2. Exactly at which point is the encodings switch specified by a META
tag made? Immediately at the end of the META tag, or at the end of the
HEAD section? Given that the head section may need to contain text which
is not easily expressed in ASCII, I presume the intent is that the
change is made immediately after the '>' ending the META tag. This is
hinted by the recommendation that "META declarations should appear as
early as possible", but there's no explicit wording to that effect.

3. Suppose it is valid to use the META tag to change encoding at some
point in the text. Also suppose it is also valid for the whole document
to be in any encoding, without a META tag, given that the HTTP server
correctly reports its encoding in the header. This seems to be the
current state of the standard, as hinted by the fact that "Some servers
examine the first few bytes of the document, or check against a database
of known files and encodings" to determine encoding.

For documents of the first type, the HTTP server is expected to report
in the header the encoding specified in the META tag. However, the text
up to the META tag is encoded in ASCII. How is a user agent expected to
parse this text, if the encoding is not compatible with ASCII? As far as
the agent is concerned, such files look the same as files which use this
encoding from the first character, without a META tag.
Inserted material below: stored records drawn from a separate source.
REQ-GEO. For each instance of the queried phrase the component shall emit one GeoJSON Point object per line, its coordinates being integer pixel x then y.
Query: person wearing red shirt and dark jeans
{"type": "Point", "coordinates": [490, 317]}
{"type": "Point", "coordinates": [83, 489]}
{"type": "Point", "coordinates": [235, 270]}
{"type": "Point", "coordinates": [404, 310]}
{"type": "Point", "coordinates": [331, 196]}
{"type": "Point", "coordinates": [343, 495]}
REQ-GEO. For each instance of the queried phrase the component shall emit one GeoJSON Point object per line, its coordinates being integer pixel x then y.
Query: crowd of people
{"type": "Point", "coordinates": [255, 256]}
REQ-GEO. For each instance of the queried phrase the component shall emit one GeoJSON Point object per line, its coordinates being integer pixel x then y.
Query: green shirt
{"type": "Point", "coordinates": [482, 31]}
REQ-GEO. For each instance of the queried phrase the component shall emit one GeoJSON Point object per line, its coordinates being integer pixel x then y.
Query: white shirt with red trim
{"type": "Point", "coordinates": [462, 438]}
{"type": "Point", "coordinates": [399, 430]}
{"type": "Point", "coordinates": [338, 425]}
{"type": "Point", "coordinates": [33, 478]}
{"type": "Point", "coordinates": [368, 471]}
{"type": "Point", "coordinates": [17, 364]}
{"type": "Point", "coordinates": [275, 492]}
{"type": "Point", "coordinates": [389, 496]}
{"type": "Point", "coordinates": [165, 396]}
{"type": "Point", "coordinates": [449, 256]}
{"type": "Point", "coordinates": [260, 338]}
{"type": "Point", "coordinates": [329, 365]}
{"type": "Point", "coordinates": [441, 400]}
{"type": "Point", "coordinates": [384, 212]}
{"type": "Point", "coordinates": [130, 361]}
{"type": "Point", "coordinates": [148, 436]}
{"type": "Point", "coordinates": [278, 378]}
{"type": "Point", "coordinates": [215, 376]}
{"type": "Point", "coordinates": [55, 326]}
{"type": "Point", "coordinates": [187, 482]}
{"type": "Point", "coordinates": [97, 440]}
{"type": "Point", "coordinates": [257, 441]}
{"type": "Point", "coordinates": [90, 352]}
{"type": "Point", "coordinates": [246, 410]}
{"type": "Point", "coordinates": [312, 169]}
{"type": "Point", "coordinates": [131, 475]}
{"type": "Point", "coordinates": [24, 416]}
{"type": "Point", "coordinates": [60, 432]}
I tried thinking of ways this could be handled under the current
standard or with minimal changes. All except the last suffer from severe
compatibility problems with current servers:

- Have the HTTP server encode the text up to the META tag using the
specified encoding. This raises another problem: if you read an HTML
file from the disk, you get a different result then reading it from an
HTTP server. Even worse, current servers will not do the encoding, new
ones will, with the result being that you'll never know exactly what to
expect.

- Have the HTTP server send a new header entry, which indicates that the
specified character is only used from some point onward. This would
require the user agent to search for the META tag to determine this
switching point. It still faces the compatibility problems with existing
servers, which would not send this data.

- Require that the character set specified in the HTTP header be used
from the first character. The META tag would cause a switch from this
initial character set to any new one. This would again require that user
agents to look for it. It would also require servers to make a special
case for the character set META tag, and not place it in the header;
again a compatibility problem with current servers.

- Likewise (use the HTTP header character set from the first character,
switching later on), but instead of using a META tag which affects the
HTTP header, use one which doesn't. The only disadvantage I could find
with this method is that it does not agree with the current standard :-)
IMVHO, this is the right choice, combined with a strong recomendation
that all files start with an ASCII encoding up to this tag, so as to be
usable directly as well as through HTTP servers.

Quite likely I'm missing something here, in which case a simple
clarification of the intent in section 5.2.2 would solve the problem.
Sorry if this is covered somewhere else; I tried looking in other
sections (the META tag definition, for example), but none seemed to give
a definite answer.

Thanks,
    Oren Ben-Kiki
    oren@capella.co.il
Received on Monday, 9 February 1998 16:11:37 UTC